Report Title:

Nonprofit Corporations; Sunshine Law; Information Practices

Description:

Requires certain nonprofit corporations in which the majority of board members are appointed by the State, or whose assets are payable to the State upon dissolution, or whose majority of funds are public funds, to comply with the state Sunshine laws (chapter 92) and the Uniform Information Practices Act (chapter 92F). (SD1)

THE SENATE

S.B. NO.

1229

TWENTY-SECOND LEGISLATURE, 2003

S.D. 1

STATE OF HAWAII

 


 

A BILL FOR AN ACT

 

RELATING TO NONPROFIT CORPORATIONS.

 

BE IT ENACTED BY THE LEGISLATURE OF THE STATE OF HAWAII:

SECTION 1. The legislature finds that the Hawaii Nonprofit Corporations Act governs nonprofit corporations registered in the State and provides for certain rights and responsibilities under the law. Among the nonprofit corporations are several that have bylaw provisions allowing government officials to appoint a majority of their board of directors.

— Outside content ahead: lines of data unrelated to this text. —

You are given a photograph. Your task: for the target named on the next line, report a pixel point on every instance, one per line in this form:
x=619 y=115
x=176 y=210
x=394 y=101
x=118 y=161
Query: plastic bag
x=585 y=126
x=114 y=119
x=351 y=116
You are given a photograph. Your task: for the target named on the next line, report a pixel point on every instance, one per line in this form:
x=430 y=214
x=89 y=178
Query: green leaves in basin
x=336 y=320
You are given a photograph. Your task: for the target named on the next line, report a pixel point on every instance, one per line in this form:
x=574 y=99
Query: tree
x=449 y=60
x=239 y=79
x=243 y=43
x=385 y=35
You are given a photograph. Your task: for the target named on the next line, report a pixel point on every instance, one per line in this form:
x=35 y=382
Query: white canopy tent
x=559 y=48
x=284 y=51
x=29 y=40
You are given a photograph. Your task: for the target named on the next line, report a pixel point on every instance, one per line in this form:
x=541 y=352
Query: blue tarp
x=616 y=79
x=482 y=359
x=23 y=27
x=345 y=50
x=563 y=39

The legislature believes that when a state or county government official has the power to appoint or remove a majority of members of a corporate board of directors, the corporation is not independent of the State. For such a corporation, the State has a responsibility to ensure it conducts its business according to the open records and meetings laws followed by government agencies, and also to conduct audits of the corporation should it become necessary.

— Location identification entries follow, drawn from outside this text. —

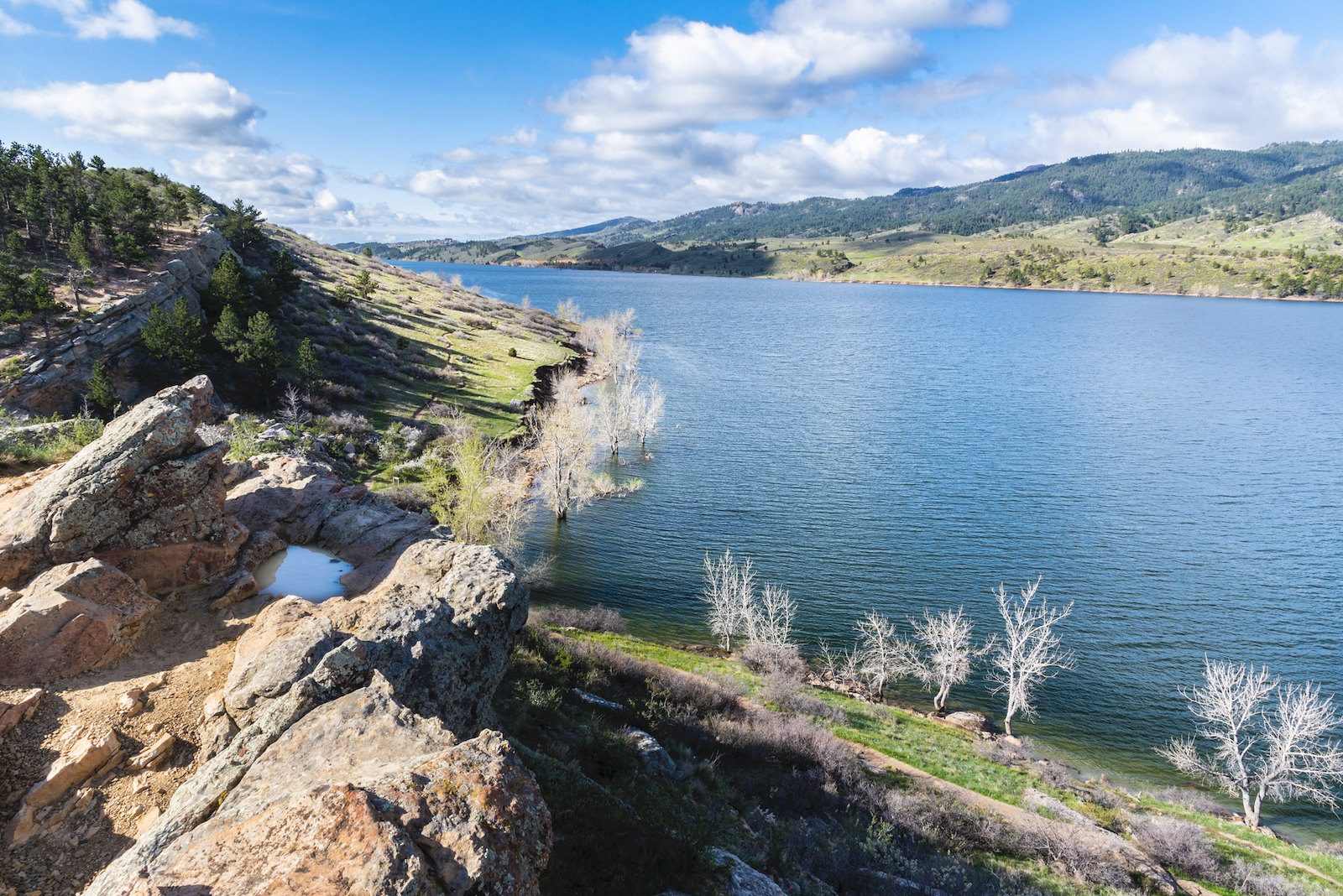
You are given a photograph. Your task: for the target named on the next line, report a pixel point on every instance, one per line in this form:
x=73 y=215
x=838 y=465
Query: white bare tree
x=613 y=414
x=564 y=454
x=648 y=412
x=771 y=620
x=946 y=652
x=883 y=655
x=729 y=591
x=1264 y=739
x=1029 y=652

Cable television access organizations, established through chapter 440G, Hawaii Revised Statutes, fall within the category of government-dominated corporations described above. The office of information practices issued an opinion last September stating that the director of commerce and consumer affairs had considerable control over access organizations through the ability to appoint and remove a majority of members of their boards. The opinion also ruled that access organizations fall within the statutory definition of boards that are governed by the open records law of chapter 92F, Hawaii Revised Statutes.

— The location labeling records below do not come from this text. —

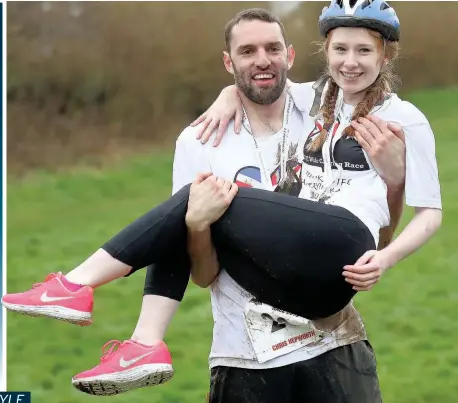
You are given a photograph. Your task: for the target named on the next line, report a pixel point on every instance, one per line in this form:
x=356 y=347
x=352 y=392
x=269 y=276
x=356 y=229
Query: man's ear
x=228 y=62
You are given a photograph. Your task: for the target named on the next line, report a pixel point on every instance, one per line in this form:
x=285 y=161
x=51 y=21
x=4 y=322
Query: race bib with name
x=274 y=332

The purpose of this Act is to require nonprofit corporations that have provisions in their bylaws that allow government officials to appoint a majority of their board, or whose assets are payable to the State upon dissolution, or whose majority of funds are public funds, to abide by the State's open records and proceedings laws, in addition to the nonprofit corporation laws, and to allow the auditor to conduct audits of the corporation.

SECTION 2. Chapter 414D, Hawaii Revised Statutes, is amended by adding a new section to be appropriately designated and to read as follows:

"414D- Certain nonprofits required to comply with additional state laws. (a) Any corporation whose:

(1) Bylaws provide that a government official or agency shall appoint, in the official's or agency's official capacity, a majority of the corporation's board of directors;

(2) Assets are payable to the State upon dissolution; or

(3) Majority of funds are public funds;

shall be required to comply with the provisions of chapter 92 and 92F.

(b) The auditor may subpoena the records of and audit any corporation required to comply with subsection (a)."

SECTION 3. New statutory material is underscored.

SECTION 4. This Act shall take effect on July 1, 2003.